Roberts, who hosted a similar listening session in his home state of Kansas in February, opened the hearing by recognizing that these are tough times for agriculture, yet with the national debt exceeding $19 trillion, he said the sector must realize it has to “do more with less.”
“We must be judicious with the scarce resources we have, “Roberts said. “We must ensure programs accomplish their fundamental purposes. We must ask tough questions and reexamine programs to determine their effectiveness.”
Stabenow, in her opening statement, argued that the 2014 farm bill is expected to end up saving the government $80 billion more than had been expected.
“We know that the farm bill has done more than its fair share to reduce the deficit,” she told a crowd of about 150 farmers and ag leaders who filled a Michigan State University Extension center outside the town of Frankenmuth. “Any further cuts would be detrimental to farmers and families.”

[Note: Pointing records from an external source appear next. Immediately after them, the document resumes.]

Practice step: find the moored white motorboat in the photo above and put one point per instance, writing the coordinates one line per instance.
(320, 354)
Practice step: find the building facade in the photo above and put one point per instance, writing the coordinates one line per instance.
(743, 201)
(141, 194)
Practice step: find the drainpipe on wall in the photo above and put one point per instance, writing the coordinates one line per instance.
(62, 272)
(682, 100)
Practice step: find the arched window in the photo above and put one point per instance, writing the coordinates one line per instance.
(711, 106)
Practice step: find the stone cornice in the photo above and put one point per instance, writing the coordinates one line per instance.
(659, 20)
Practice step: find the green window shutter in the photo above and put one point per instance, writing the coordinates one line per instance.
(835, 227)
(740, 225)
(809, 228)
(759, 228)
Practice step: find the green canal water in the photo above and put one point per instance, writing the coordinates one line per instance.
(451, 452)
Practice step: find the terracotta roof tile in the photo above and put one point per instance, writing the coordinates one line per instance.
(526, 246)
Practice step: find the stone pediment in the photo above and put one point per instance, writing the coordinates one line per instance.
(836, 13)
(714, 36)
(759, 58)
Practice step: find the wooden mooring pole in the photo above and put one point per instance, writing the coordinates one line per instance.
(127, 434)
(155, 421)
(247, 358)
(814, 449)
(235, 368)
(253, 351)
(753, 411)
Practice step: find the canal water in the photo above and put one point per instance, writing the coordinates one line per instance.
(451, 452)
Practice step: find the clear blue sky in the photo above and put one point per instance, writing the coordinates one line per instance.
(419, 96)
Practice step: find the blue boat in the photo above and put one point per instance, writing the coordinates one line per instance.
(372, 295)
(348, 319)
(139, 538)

The day’s first witness, Janna Fritz, a farmer from Bad Axe, Michigan, spoke for the Michigan Corn Growers Association. She stressed that with the multiyear decline in farm income, a strong farm safety net along with a robust crop insurance program was critical to growers. She also said the Agriculture Risk Coverage-County (ARC) program was working well and its continuation is a “high priority” for her members, along with a strong Renewable Fuel Program, which turns billions of bushels of corn each year into ethanol.
Representing the American Soybean Association, David Williams, from W Farms in Elsie, Michigan, made a case for more support for biobased products in the farm bill. He surprised Roberts and many in the room by pointing out that “every fourth car made in North America now contains soy in its seat cushions.”
Several witnesses, including Chris Alpers, a tree-fruit grower from Lake Leelanau, Michigan, said one of the biggest problems facing agriculture is a shortage of workers to harvest crops.
“Labor is the number-one issue on farms,” Alpers said, adding that he has “personally witnessed crops wasting away on trees” because of delays in the H-2A visa program.
Alpers also provided the hearing with some humor, describing a USDA regulation that he said required farmers to document the wildlife that crossed their fields.
“Utterly ridiculous,” Roberts exclaimed.
Andy Snider, who runs a turkey farm in Hart, Michigan, was representing the Michigan Turkey Producers Co-op. He called for another look at a new rule that mandates organically raised poultry be provided with outdoor “porches” to move around in. He said this could put many producers out of business.
Roberts said he would be “delighted” to ask Agriculture Secretary Sonny Perdue to delay the implementation of the rule. He concluded the hearing by promising to share the testimony from today’s hearing with the other members of his committee. He predicted that getting a farm bill done will be a “difficult task.” But he added, “I have no doubt we can do it – and in a timely manner.”
In a press conference following the hearing, Roberts also promised that during the farm bill negotiations he would protect crop insurance, which in the past has been the target of budget hawks.
“We are not going to see dramatic cuts in crop insurance,” Roberts said. “We’re just not.”